Members: Buzz Osborne (Melvins), Dale Crover (Melvins), Omar Rodriguez-López (At the Drive-In/The Mars Volta), Teri Gender Bender (Le Butcherettes)

The most recent supergroup to come about in 2016 is also one of the most intriguing. Neither Osborne nor Rodriguez-López have never involved themselves in any project they don’t feel is making 100 percent vital, interesting music.

In fact, each of the bands involved — the Melvins, The Mars Volta/At The Drive-In, Le Butcherettes — are noted for their oddball tendencies. It helps, too, that Crystal Fairy’s self-titled debut album is being put out by Ipecac Recordings, Mike Patton’s label.

That said, the only single we’ve heard from the band so far, ‘Drugs on the Bus’, sounds a lot like a lost Melvins track just with vocals courtesy of Gender Bender (who, we must say, sounds surprisingly doom-y when matched with Osborne’s lurching riffs).

LIV

Members: Lykke Li, Andrew Wyatt (Miike Snow), Pontus Winberg (Miike Snow), Björn Yttling (Peter Bjorn and John), Jeff Bhasker

It seems most of the time when we hear about supergroups forming, it’s members of the heavy music community. We mentioned before that there’s always a requisite member of Mastodon, and let’s face it, it’s usually Troy.

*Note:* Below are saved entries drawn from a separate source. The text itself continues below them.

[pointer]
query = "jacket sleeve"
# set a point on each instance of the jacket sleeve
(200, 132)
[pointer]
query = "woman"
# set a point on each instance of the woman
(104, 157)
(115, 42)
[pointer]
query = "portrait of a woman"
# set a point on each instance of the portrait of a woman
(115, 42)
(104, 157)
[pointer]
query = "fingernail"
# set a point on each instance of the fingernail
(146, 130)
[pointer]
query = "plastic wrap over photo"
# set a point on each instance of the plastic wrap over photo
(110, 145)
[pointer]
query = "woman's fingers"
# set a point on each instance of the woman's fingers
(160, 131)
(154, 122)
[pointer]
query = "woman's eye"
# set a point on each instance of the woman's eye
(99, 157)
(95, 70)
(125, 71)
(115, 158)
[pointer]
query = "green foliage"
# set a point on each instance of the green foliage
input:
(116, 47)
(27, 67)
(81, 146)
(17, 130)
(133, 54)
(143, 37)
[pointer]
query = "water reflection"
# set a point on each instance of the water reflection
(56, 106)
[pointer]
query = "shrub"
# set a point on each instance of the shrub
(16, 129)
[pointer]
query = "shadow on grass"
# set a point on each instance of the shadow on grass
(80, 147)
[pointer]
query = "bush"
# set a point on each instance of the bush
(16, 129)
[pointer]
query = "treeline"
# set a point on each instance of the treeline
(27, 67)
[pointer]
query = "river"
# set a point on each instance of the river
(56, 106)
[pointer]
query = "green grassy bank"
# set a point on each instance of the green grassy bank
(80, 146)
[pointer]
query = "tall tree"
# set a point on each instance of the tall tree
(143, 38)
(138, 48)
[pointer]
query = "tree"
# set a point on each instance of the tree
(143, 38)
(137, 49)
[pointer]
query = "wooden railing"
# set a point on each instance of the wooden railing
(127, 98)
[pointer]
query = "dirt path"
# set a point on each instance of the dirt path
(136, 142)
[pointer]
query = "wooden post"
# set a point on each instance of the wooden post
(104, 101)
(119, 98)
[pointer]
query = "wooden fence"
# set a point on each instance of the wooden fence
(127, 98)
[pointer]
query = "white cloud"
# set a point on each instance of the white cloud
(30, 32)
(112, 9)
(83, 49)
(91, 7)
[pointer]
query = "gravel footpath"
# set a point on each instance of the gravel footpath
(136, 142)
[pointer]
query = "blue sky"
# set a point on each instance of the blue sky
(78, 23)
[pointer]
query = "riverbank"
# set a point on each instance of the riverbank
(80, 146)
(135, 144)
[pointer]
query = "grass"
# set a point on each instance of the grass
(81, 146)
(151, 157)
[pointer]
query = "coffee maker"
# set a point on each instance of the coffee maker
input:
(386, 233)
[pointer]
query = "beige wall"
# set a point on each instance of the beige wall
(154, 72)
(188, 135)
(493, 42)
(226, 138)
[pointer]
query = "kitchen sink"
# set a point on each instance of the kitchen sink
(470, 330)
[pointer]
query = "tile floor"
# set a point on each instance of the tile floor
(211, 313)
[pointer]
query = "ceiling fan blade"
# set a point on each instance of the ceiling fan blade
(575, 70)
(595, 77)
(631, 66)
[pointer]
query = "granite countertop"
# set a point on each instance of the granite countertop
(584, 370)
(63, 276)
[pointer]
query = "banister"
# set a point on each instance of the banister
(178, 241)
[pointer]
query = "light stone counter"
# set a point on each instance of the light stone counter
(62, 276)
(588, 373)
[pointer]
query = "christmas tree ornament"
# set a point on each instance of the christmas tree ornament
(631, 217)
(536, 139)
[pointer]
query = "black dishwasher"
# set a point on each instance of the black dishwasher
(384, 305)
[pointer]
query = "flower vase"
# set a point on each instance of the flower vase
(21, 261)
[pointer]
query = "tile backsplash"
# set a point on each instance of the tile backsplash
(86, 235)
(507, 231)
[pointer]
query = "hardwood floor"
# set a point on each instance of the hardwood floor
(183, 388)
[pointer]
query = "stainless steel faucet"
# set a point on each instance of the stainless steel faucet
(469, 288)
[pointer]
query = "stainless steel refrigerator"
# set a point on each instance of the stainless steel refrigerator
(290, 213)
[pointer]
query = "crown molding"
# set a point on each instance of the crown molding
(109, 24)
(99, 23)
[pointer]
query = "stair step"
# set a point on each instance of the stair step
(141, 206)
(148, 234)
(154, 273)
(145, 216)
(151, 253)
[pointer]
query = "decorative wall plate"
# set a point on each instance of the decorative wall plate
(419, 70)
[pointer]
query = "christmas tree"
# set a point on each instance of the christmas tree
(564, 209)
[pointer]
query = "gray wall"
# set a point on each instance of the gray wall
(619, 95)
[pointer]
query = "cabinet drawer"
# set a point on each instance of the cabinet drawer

That’s why the prospect of LIV is so intriguing – partly because it doesn’t come from the heavy music world, but also because the names it features, who all hail from the indie world, are all known for making memorable, original music.

The group recently unveiled a very NSFW video directed by Li herself for the single ‘Wings of Love’. The shimmering, retro-sounding number arrives just in time for the summer and sounds like a ’60s pop song if it was written in 2016.

Giraffe Tongue Orchestra

Members: William DuVall (Alice In Chains), Brent Hinds (Mastodon), Ben Weinman (The Dillinger Escape Plan), Pete Griffin (Dethklok), Thomas Pridgen (The Mars Volta)

Move over, Troy, Brent wants some side-project action too. “We certainly didn’t want to sound like one of our other bands,” is what Ben Weinman told Rolling Stone. Weinman who, it should be noted, founded one of the most impossible-to-sound-like bands in existence.

Then again, if anybody could sound like The Dillinger Escape Plan, it’s the founder of The Dillinger Escape Plan. That said, Giraffe Tongue Orchestra certainly have shades of Dillinger, but it’s more that it bears shades of Weinman.

By the same token, without Jerry Cantrell’s gloomy walls of guitar, you wonder how William DuVall ever garnered comparisons to Layne Staley. As for Hinds, his riffs and licks are still as sharp and elusive as a butterfly knife, but each member is given room to run free before meeting in the middle.

This is an orchestra that chases you into a funnel and hunts you down, like a pack of wolves.